Thus, research to date primarily faces the difficulty of separating the influential factors in each diagnostic tool. The practical clinical value of each test will be dependent on the biomechanical and clinical preferences of each method. With respect to the preliminary deficit due to the lack of an adequate gold standard in quantifying mechanical instability, we aimed to asses, whether progressive mechanical instability could result in progressive perceived instability. We hypothesized that manual stress testing correlates strongly to patient-reported impairment [29]. This allows to extend the interpretation and investigate the other two modalities in order to estimate their biomechanical and clinical profile when focusing on MAI.

Following this lack of evidence concerning the interactions, we have designed the following study with the general aim of improving evidence on the mechanical measurement of mechanical ankle instability.

Rationale

The aim of this study was to compare the three different techniques of evaluating primarily mechanical ankle instability and to assess the potential clinical value by correlating them to functional and subjective scores under the premises of current models of CAI [1, 24].

Methods

This cross-sectional, controlled, diagnostic study included three different modalities of assessing mechanical ankle instability, two tests of functional instability and three different questionnaires focusing on subjective instability and general impairment in a population of n = 50 athletes.

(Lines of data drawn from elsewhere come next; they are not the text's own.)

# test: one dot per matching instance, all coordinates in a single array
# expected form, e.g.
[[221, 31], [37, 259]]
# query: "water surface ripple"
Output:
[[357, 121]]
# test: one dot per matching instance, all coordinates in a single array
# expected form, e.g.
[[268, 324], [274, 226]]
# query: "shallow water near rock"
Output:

The study was approved by the ethics committee of the University Medical Center of Freiburg (protocol #118/19), the study protocol was registered at the German Clinical Trials Register (#DRKS00016356). It was carried out according to the Declaration of Helsinki in its current form and all participants declared informed consent prior to participation.

Population

The participants were recruited by announcements and during lectures at the local university’s institutes of sport science and medicine according to the flow chart (Fig. 1).

Fig. 1
figure 1

Patient Flow Chart according to the CONSORT-statement

Selection criteria were defined according to the recommendations of the International Ankle Consortium [30]: for the MAI group the subjective instability was defined via recurrent feelings of “giving way” for over 1 year after the injury and recurrent sprains. Symptomatology was quantified using the Cumberland Ankle Instability Tool (CAIT) < 24 and for the control group via a CAIT-Score > 28, based on an established questionnaire developed to identify and quantify subjective affection due to CAI [31]. It adds up a maximum score of 30 and any score < 24 equals a pathologic condition. Mechanical instability was assessed by manual stress testing (talar tilt test [TTT] and anterior drawer test [ADT]) according to the literature [32] and using an ordinal scaling of 5 steps (1 stable – 2 rather stable – 3 intermediate– 4 rather unstable – 5 unstable) for the two examinations and scoring was added up. This was done to avoid dichotomous classification and, in our view, represents best the clinical presentation of MAI. All screening examinations were performed by the same experienced orthopedic surgeon. The manual testing was performed as the first measurement. Thus, the examiner was blinded to all other study results at the time of the testing. Patients scoring 8–10 were defined as mechanically unstable and patients scoring 2–4 were defined as stable (see study flow chart). For both groups at least 4 hours of sportive activity per week were required. Exclusion criteria were previous surgery around the upper ankle joint, less than 3 months since the last ankle sprain (MAI only), contraindications to MRI diagnostics and acute illness.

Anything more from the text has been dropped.